A culinary renaissance is afoot in Manila
Locals once dismissed traditional Filipino cuisine as not being restaurant-worthy, depriving visitors of a chance to sample the Philippines’ multi-faceted dishes, while international restaurants stuck to the safe and stodgy. Happily, those days are over, and exciting chefs are putting Manila on the culinary map, where it belongs.
Gallery Vask
From a relaxing pre-dinner drink in the restaurant's ever-changing private art gallery to the personal attention from the chefs and staff of the modern yet cosy 20-seat dining room, an evening at Gallery Vask is unlike any other.

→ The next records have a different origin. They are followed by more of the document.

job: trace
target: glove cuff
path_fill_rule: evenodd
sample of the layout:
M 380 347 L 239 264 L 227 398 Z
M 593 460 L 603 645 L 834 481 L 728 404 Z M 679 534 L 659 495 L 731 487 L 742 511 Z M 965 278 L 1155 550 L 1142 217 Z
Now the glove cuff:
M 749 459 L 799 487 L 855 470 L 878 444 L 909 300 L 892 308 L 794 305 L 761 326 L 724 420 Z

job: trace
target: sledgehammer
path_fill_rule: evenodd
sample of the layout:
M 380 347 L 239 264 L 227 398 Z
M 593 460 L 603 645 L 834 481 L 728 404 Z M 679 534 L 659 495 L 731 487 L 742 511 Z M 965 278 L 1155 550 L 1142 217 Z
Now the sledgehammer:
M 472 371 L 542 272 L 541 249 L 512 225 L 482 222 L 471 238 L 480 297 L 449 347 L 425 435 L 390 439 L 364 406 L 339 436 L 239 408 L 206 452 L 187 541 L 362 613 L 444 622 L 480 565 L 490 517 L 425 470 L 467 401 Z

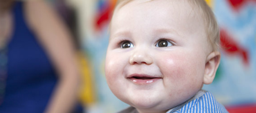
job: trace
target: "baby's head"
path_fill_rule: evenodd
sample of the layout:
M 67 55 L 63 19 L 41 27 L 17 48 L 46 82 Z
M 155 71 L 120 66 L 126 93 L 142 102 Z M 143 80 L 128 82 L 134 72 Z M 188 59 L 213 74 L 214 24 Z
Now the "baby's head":
M 214 78 L 219 31 L 203 0 L 121 0 L 110 26 L 105 74 L 140 113 L 165 113 Z

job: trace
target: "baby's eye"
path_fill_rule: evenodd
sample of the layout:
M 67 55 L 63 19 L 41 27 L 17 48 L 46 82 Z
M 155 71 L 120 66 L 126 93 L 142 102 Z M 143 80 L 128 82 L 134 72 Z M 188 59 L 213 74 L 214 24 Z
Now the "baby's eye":
M 166 40 L 163 39 L 159 41 L 157 43 L 156 45 L 157 47 L 167 47 L 173 46 L 170 42 L 166 41 Z
M 124 41 L 124 42 L 121 43 L 122 45 L 121 45 L 121 48 L 122 48 L 133 47 L 134 46 L 133 44 L 132 44 L 132 43 L 131 43 L 131 42 L 128 41 Z

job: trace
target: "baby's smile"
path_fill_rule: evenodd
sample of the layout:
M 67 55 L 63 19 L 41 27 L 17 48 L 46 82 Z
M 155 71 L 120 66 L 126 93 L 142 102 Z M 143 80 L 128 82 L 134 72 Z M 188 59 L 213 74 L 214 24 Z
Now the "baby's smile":
M 145 85 L 154 83 L 162 78 L 145 74 L 134 74 L 128 76 L 127 78 L 135 84 Z

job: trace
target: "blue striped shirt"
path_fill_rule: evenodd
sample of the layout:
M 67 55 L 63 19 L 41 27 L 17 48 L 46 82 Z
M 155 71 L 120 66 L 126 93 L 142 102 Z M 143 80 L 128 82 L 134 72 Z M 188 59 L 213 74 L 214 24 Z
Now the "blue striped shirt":
M 130 107 L 118 113 L 137 113 L 136 109 Z M 194 97 L 183 103 L 169 110 L 166 113 L 228 113 L 218 103 L 212 94 L 204 90 L 199 91 Z
M 201 96 L 193 98 L 181 107 L 179 107 L 178 109 L 175 107 L 168 110 L 166 113 L 228 113 L 224 106 L 217 101 L 211 93 L 204 90 L 201 92 L 203 93 Z

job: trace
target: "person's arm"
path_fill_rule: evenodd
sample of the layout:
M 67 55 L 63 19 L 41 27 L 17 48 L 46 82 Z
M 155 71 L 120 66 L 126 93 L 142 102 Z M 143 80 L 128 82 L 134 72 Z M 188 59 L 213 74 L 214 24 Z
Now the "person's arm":
M 28 23 L 58 72 L 58 81 L 45 113 L 69 113 L 77 99 L 79 73 L 75 49 L 67 29 L 43 0 L 28 0 Z

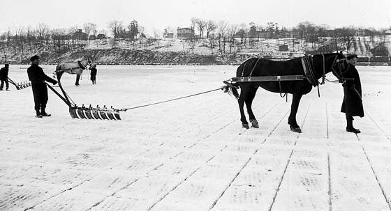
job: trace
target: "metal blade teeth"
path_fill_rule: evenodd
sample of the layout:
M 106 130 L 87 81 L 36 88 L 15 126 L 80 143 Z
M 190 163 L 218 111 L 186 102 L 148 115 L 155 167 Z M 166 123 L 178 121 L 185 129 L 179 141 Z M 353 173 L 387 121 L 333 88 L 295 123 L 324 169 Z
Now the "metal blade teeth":
M 115 109 L 112 107 L 109 109 L 105 105 L 103 105 L 103 108 L 99 107 L 98 105 L 96 105 L 96 108 L 94 108 L 91 104 L 88 107 L 84 104 L 82 107 L 75 104 L 69 107 L 69 114 L 73 118 L 121 120 L 119 109 Z

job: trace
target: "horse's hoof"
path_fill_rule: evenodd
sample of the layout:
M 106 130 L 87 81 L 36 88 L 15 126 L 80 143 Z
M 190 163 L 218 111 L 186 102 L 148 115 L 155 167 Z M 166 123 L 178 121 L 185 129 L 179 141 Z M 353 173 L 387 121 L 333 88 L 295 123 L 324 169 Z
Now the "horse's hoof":
M 250 123 L 251 123 L 251 127 L 255 128 L 259 128 L 259 124 L 256 119 L 251 119 L 250 120 Z
M 293 127 L 292 126 L 290 126 L 290 131 L 293 131 L 294 132 L 298 132 L 298 133 L 302 133 L 302 130 L 299 127 Z

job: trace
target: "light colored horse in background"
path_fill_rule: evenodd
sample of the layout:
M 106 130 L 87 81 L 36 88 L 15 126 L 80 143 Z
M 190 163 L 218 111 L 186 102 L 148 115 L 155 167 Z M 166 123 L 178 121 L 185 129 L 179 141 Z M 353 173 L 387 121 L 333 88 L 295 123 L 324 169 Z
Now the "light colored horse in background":
M 69 74 L 76 74 L 76 82 L 75 85 L 78 86 L 79 80 L 80 79 L 80 76 L 83 73 L 83 70 L 87 68 L 87 66 L 89 66 L 92 61 L 89 58 L 89 57 L 87 58 L 83 58 L 82 60 L 80 60 L 76 63 L 63 63 L 59 64 L 56 67 L 56 71 L 54 71 L 54 74 L 57 77 L 57 80 L 60 80 L 62 74 L 64 72 L 67 72 Z

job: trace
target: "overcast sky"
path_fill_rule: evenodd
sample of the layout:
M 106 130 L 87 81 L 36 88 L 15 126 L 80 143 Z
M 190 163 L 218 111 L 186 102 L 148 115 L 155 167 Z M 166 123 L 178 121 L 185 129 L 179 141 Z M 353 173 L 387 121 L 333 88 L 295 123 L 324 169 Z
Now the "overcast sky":
M 170 26 L 189 27 L 191 17 L 223 20 L 228 24 L 253 22 L 280 28 L 309 21 L 331 28 L 391 26 L 391 0 L 0 0 L 0 33 L 8 29 L 36 27 L 45 23 L 51 29 L 69 28 L 84 23 L 108 29 L 112 20 L 127 26 L 132 19 L 147 34 Z

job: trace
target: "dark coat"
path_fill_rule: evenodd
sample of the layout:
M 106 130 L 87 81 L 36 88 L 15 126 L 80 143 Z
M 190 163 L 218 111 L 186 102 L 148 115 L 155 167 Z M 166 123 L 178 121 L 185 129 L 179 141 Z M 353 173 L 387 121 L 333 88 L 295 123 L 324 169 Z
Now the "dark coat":
M 96 68 L 92 68 L 89 69 L 91 70 L 91 72 L 89 73 L 89 75 L 91 75 L 91 78 L 90 79 L 91 81 L 95 81 L 95 79 L 96 79 Z
M 362 107 L 361 81 L 358 71 L 354 65 L 349 64 L 346 71 L 341 72 L 344 78 L 353 78 L 346 80 L 342 84 L 344 87 L 344 101 L 341 107 L 341 112 L 346 114 L 348 116 L 364 116 Z
M 47 87 L 45 81 L 55 84 L 57 81 L 48 77 L 43 70 L 37 65 L 31 65 L 27 69 L 29 79 L 31 81 L 31 88 L 34 96 L 34 102 L 46 104 L 47 102 Z
M 8 68 L 0 69 L 0 80 L 6 80 L 8 78 Z

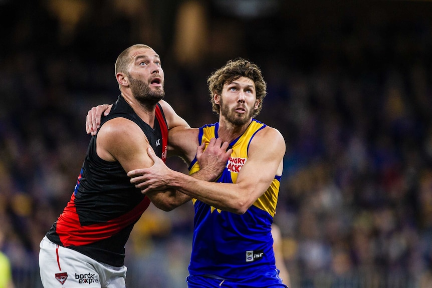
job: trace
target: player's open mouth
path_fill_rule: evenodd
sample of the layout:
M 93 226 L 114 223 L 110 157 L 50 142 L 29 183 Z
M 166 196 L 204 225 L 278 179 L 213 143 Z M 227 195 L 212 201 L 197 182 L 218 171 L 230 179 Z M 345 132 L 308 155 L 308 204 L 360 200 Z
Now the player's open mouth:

It comes as no surprise that a chef with the pedigree of Chele Gonzalez's is cooking at the country's only restaurant to make the prestigious Asia's 50 Best Restaurants list. Using techniques honed at El Celler de Can Roca and El Bulli, Gonzalez transforms humble Filipino dishes into culinary masterpieces infusing local flavours with modern cooking techniques and ingredients.
Purple Yam Melate
Eating at Purple Yam Melate is a bit like having dinner at a friend's house. There's a good reason for that: the restaurant is located in the house where co-owner Amy Besa grew up. The menu here changes depending on the market and the whims of the chef. A pumpkin soup is garnished with palapa, a piquant relish typical of Maguindanao in the Muslim south. Maya maya, a type of snapper, comes simply roasted or lightly fried to highlight the freshness of the fish, but is served with a dizzying array of condiments. Dessert if you're lucky will be chesa tikoy, a sticky rice snack topped with mashed ube, the purple yam that gives the restaurant its name and a childhood favourite of Besa's.
Toyo Eatery
Toyo is the Tagalog word for soy sauce, an omnipresent ingredient in Filipino cooking that is easily taken for granted but that lends dishes their characteristic richness and depth. Chef Jordy Navarra of Toyo Eatery reflects that balance throughout his menu, hitting all the right notes with reworked Filipino classics like silog, Filipino fried rice, given a kick with dried tuna roe; grilled mackerel cooked in homemade butter and subtly soured with guava, kamias fruit and tamarind leaf; and the moist, almost gooey cassava cake that comes out of an old-fashioned charcoal oven before being given a final char on the grill.
Blackbird
This gorgeous restaurant located at the former terminal building of Phillippines’ first airport offers all-day dining. Chef Colin Mackay's menu draws inspiration from around the globe. Burrata, mozzarella's creamy cousin, is locally sourced and paired with peperonata, marinated sweet peppers; scotch quail eggs rolled in minced prawn sit on a betel leaf with mildly spiced sambal; and a selection of grilled seafood gets Vietnamese nuoc cham dipping sauce and pink peppercorns mixed with salt. Some of the desserts served at Blackbird were already popular when the then-airport opened, like sticky toffee pudding and baked Alaska.